For over a decade, Martin has served as the president of the Fauquier County Chamber of Commerce. He has successfully guided the organization’s 530 members through robust economic growth. Today, he’s a whirling dervish working to keep his “family” safe from harm.

“We have a weekly conference call with numerous regional leadership organizations strategizing on how to address the critical issues facing us. I’m also on Zoom calls daily with local, state, and federal agencies for the same purpose.

“The communication outreach across these dozens of organizations has been phenomenal. One minor but important aspect of all of this is we’ll be using these communication technologies from here on out,” said Martin.

To focus on real-world concerns and seek advice from chamber members and their guests, a monthly virtual luncheon is hosted by Martin, where attendees go “around the screen” and share successes, struggles and challenges. It’s an opportunity for one story to answer dozens of questions.

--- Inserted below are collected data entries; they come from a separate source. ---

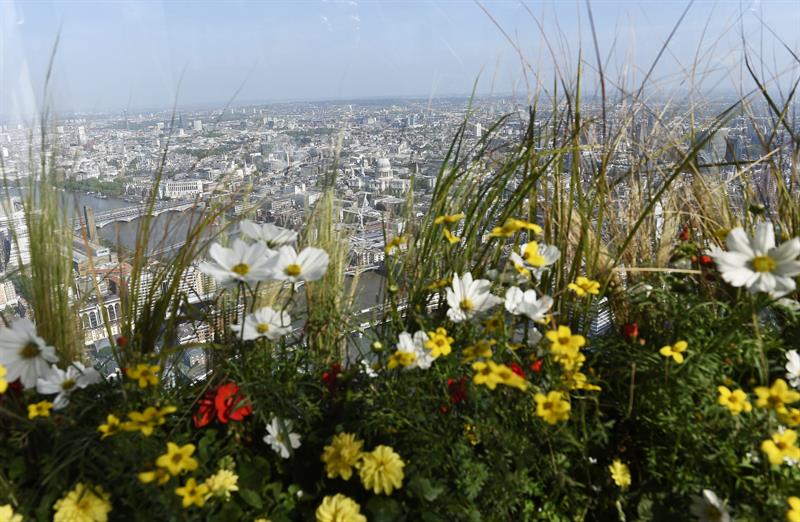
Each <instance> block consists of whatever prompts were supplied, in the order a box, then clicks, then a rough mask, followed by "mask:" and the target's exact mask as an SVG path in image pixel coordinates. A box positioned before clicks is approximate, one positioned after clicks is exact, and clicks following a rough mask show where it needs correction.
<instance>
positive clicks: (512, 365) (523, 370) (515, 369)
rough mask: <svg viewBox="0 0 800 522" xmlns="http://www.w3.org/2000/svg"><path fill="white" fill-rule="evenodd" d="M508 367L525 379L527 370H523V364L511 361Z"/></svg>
mask: <svg viewBox="0 0 800 522" xmlns="http://www.w3.org/2000/svg"><path fill="white" fill-rule="evenodd" d="M508 367H509V368H511V371H512V372H514V373H516V374H517V375H519V376H520V377H522V378H523V379H524V378H525V370H523V369H522V366H520V365H519V364H517V363H511V364H509V365H508Z"/></svg>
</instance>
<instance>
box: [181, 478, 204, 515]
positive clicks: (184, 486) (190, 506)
mask: <svg viewBox="0 0 800 522" xmlns="http://www.w3.org/2000/svg"><path fill="white" fill-rule="evenodd" d="M175 494H176V495H178V496H179V497H183V502H182V504H183V507H184V508H189V507H191V505H192V504H194V505H195V506H197V507H203V504H205V503H206V496H207V495H208V486H206V485H205V484H198V483H197V481H196V480H195V479H193V478H191V479H188V480H187V481H186V485H184V486H183V487H181V488H175Z"/></svg>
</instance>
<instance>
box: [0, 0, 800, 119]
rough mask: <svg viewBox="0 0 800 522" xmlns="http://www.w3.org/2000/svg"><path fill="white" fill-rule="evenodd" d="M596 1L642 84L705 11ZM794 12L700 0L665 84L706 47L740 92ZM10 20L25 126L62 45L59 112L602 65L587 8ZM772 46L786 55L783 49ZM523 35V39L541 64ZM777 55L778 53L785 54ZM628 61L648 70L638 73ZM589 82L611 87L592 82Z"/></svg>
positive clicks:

Martin finds it reassuring in such stressed times that most of the groups and individuals he’s interacting with generally have a positive feeling about the future. But the pain experienced by small businesses is of particular concern to him.

The downturn will end, and Martin, in concert with the Virginia Chamber of Commerce, is working on a recovery plan to help make it happen.

Martin muses, “The recovery is not going to spring back overnight. It will be a slow and methodical process of likely a year or more. Yes, there will be pent up demand, but it will not be an explosive recovery. But it will happen. Staying focused and positive is key.”

Published April 2020 in the Fauquier Times.